Valentin Manolev touché aux ligaments du genou — 50 jours d'absence
Les mots qu'un kiné prononce lentement. 50 jours, c'est ce que le club annoncera, et quiconque a déjà entendu ce diagnostic sait que le chiffre est le moindre du problème : le genou revient avant le joueur.
Brutal, sans ambiguïté et, malgré l'horreur de l'instant, généralement moins déterminant pour une carrière que le ligament que tout le monde redoute davantage. 135 jours, un calendrier net et une date de retour sur laquelle on peut réellement planifier.
« Je me souviens de la réunion. Je me souviens exactement de ce qui y a été promis. » Molde s’en souvient peut-être autrement — et c’est précisément le problème.
81 jours selon l'estimation, et une longue année de rééducation, privée et sans gloire, que personne ne regarde. Le Molde perd un footballeur ; lui perd bien davantage qu'une saison.
2‑1 face à Besiktas, sous les projecteurs, contre des gens qui ne parlent pas la même langue que le public. C'est à ces soirées qu'un club mesure sa décennie, et il n'y en a jamais autant qu'on l'espère.
Effectif29/10/2040
Lukáš Franc a tenu l'arrière-garde à lui tout seul
On a compté 9 arrêts dans cette rencontre, dont au moins trois qui n'auraient jamais dû en être. Les dix joueurs de champ lui doivent une tournée, et ils le savent.

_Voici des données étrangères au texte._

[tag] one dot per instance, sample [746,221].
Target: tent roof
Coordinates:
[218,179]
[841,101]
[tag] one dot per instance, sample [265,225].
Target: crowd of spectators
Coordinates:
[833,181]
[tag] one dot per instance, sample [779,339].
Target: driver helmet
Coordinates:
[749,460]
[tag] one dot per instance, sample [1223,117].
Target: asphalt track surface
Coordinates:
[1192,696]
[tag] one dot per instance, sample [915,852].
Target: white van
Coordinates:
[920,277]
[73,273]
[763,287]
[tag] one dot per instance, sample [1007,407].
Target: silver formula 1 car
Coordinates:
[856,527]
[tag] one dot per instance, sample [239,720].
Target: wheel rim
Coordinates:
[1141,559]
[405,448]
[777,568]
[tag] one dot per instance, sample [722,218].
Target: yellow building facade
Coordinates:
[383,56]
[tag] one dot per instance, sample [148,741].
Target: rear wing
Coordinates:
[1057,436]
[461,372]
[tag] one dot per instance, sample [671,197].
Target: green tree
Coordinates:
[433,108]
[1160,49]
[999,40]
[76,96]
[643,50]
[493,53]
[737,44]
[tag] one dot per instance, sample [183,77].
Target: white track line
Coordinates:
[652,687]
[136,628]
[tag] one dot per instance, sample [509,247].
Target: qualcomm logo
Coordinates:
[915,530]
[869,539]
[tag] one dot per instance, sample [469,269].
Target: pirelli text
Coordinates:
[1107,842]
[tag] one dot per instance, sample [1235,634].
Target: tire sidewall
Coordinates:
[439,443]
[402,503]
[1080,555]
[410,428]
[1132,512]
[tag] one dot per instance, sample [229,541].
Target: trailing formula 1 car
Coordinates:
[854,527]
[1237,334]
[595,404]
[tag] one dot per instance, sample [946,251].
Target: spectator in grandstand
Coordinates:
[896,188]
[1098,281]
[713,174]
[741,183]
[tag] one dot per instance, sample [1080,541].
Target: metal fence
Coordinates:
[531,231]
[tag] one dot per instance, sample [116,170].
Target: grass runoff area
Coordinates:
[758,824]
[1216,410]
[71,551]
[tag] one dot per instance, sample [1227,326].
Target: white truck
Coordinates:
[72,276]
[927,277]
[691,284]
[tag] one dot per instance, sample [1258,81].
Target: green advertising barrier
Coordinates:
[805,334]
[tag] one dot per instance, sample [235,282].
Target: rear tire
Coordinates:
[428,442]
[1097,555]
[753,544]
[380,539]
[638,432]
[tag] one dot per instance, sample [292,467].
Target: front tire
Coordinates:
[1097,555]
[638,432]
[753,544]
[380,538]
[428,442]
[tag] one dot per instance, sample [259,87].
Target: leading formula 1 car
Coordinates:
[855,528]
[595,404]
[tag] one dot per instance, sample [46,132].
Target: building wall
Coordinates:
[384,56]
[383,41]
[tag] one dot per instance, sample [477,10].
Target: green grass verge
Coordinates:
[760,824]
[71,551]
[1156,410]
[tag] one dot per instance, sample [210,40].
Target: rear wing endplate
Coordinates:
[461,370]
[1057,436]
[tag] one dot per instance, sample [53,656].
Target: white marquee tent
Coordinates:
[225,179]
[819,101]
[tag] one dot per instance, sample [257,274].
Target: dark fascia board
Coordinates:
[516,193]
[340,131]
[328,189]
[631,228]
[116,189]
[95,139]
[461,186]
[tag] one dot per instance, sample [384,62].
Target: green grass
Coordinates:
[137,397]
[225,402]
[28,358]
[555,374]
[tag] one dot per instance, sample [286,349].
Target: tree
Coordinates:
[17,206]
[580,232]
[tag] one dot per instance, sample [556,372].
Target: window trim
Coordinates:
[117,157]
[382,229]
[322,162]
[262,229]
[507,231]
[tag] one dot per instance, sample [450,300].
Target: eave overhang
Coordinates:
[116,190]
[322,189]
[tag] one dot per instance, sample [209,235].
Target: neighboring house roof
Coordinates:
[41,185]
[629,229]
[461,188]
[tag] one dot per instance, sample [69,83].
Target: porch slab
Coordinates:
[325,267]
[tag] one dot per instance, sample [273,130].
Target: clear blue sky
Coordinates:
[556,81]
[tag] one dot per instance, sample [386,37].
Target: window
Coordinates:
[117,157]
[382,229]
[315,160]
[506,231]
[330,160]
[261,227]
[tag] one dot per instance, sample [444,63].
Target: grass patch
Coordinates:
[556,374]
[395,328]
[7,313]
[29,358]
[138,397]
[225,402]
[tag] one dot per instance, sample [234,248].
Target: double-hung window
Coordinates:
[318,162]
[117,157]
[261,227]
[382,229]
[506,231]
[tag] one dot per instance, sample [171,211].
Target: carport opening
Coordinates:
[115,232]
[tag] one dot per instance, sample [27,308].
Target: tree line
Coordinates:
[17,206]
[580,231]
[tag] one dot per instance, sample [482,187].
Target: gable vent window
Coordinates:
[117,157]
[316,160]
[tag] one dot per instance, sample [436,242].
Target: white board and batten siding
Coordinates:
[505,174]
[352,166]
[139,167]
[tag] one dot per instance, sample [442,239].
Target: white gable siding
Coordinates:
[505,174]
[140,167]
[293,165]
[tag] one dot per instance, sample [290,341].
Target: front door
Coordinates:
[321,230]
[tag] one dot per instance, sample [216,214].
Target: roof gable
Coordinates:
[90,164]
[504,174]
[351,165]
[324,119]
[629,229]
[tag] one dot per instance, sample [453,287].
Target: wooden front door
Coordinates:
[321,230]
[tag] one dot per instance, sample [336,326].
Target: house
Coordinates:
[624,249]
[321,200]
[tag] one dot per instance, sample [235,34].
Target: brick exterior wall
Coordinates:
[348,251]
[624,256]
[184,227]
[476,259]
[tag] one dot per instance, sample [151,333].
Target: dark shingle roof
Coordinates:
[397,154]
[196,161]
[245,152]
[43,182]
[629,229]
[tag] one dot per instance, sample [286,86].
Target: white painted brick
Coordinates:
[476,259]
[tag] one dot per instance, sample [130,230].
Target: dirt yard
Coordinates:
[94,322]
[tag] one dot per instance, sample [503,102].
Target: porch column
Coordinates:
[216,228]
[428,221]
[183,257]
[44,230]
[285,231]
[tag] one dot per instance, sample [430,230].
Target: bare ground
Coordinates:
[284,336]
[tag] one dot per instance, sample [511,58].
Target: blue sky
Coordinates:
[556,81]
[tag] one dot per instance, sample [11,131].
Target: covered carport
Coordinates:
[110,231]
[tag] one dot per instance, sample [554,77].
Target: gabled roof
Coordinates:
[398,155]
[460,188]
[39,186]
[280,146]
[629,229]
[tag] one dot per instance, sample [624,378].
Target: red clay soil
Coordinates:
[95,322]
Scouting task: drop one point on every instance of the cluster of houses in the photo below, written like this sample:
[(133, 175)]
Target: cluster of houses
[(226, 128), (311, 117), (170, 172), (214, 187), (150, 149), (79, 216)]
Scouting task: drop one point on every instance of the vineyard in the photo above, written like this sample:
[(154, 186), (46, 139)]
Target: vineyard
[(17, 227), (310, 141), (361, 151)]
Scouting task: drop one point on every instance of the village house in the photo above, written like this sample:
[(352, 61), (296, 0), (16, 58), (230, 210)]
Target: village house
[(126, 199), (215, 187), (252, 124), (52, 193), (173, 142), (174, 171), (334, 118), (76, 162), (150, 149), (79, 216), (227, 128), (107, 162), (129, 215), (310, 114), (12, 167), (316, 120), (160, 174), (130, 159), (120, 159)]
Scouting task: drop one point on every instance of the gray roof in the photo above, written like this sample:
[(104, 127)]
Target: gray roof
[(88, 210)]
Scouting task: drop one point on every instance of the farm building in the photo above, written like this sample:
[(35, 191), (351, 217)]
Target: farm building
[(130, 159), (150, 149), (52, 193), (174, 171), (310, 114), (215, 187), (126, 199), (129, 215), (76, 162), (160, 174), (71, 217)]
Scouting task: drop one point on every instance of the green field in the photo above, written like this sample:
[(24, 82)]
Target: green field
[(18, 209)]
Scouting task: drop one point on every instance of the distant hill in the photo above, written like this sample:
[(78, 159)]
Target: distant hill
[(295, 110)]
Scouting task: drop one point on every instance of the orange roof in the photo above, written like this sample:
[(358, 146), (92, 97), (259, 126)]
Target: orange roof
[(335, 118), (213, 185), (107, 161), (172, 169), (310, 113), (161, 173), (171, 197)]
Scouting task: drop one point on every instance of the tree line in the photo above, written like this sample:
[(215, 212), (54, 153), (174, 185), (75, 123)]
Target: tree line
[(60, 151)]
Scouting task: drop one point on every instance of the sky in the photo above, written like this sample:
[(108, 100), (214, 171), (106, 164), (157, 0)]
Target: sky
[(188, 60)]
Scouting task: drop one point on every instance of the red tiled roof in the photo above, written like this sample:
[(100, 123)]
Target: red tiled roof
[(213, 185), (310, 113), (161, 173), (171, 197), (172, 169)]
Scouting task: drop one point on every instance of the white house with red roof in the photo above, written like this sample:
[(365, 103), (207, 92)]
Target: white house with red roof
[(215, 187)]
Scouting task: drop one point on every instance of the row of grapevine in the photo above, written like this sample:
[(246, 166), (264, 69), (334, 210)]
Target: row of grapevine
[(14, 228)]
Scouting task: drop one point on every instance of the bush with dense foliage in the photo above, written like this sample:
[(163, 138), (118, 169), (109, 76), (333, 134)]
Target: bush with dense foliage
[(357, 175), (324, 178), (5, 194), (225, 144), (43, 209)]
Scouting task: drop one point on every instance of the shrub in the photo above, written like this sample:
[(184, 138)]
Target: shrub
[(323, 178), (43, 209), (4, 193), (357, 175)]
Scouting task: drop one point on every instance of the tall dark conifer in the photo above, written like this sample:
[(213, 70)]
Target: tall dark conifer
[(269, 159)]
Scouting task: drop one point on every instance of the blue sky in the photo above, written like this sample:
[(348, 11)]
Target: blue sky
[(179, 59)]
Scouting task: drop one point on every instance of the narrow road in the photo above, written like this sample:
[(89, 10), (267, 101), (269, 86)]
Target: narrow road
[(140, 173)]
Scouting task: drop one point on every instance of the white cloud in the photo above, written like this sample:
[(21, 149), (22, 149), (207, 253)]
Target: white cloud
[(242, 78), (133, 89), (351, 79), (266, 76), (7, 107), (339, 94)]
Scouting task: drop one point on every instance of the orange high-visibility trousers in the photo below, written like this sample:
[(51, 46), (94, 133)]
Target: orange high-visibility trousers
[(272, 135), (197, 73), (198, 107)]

Être difficile à battre n'est pas gagner, mais 13 matches sans défaite constituent une base que Molde n'avait pas à l'automne.
Notes des joueurs29/10/2040
Doublé, et l'après-midi appartient à Noah Bout — 8.74
Il y a un silence très particulier dans un parcage visiteur qui regarde un homme marquer deux fois. Noah Bout l'a provoqué, et le 8.74 à côté de son nom est plutôt généreux pour tous les autres.
19 buts et une moyenne de 7.21 sur la saison produisent cet effet. Les espaces d’avant ont disparu ; il marque quand même, et c’est à cela qu’on reconnaît les vrais.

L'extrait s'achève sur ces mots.